The financial cushion of the success of “Kitaro” allowed Mizuki the freedom to plumb the depths of his wartime experience for more mature audiences, but none of his war stories achieved nearly the domestic acclaim of his children’s work. While the fact that he penned them is well known, Japanese fans are often surprised to hear that it is for these stories and not the yokai tales for which Mizuki is best known abroad.
Mizuki’s squashed, stylized human characters stand in stark contrast to his highly realistic backgrounds, finely shaded with an expert draftsman’s cross-hatching.
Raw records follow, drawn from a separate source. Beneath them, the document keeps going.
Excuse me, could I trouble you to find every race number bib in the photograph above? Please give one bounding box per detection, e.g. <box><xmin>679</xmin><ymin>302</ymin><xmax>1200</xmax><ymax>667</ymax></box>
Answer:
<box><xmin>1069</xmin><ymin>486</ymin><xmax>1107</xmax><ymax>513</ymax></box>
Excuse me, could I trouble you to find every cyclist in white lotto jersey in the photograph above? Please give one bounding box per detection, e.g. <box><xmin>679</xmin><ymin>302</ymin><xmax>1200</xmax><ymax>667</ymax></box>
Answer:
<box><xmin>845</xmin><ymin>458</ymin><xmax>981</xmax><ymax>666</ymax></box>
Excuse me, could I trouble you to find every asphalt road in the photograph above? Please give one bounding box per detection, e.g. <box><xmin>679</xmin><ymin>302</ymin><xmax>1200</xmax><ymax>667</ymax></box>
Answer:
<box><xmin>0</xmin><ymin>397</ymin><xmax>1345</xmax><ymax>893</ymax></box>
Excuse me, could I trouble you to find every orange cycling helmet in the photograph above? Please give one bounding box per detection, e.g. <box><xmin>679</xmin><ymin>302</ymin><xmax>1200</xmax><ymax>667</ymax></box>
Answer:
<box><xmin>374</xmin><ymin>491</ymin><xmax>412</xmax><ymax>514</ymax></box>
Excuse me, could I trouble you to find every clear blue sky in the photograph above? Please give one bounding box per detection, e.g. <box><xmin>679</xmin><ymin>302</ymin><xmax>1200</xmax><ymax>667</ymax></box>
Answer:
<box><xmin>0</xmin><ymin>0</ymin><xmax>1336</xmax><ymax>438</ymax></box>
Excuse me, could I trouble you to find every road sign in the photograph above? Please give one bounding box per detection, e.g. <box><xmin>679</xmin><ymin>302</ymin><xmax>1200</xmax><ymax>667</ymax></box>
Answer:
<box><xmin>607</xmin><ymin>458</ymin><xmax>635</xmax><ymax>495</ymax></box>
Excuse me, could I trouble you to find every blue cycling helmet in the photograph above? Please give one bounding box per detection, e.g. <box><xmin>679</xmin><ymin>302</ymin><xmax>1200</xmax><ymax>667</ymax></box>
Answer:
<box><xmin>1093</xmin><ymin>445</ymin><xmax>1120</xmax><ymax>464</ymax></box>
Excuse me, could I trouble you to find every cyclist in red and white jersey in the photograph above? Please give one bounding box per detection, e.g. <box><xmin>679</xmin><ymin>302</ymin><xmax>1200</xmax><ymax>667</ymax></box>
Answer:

This schism between realism and cartoon amplifies the absurdity of his story lines, letting him sneak in his social criticisms. He was the last of Japan’s manga artists to have experienced the horrors of battle firsthand, and spent his career pushing back against those who would glorify them. In an era when the nation’s leadership seems hell-bent on expanding the military’s role, respected critics like Mizuki will be greatly missed. Fortunately, his voice won’t be. Like the immortal yokai themselves, it lives on.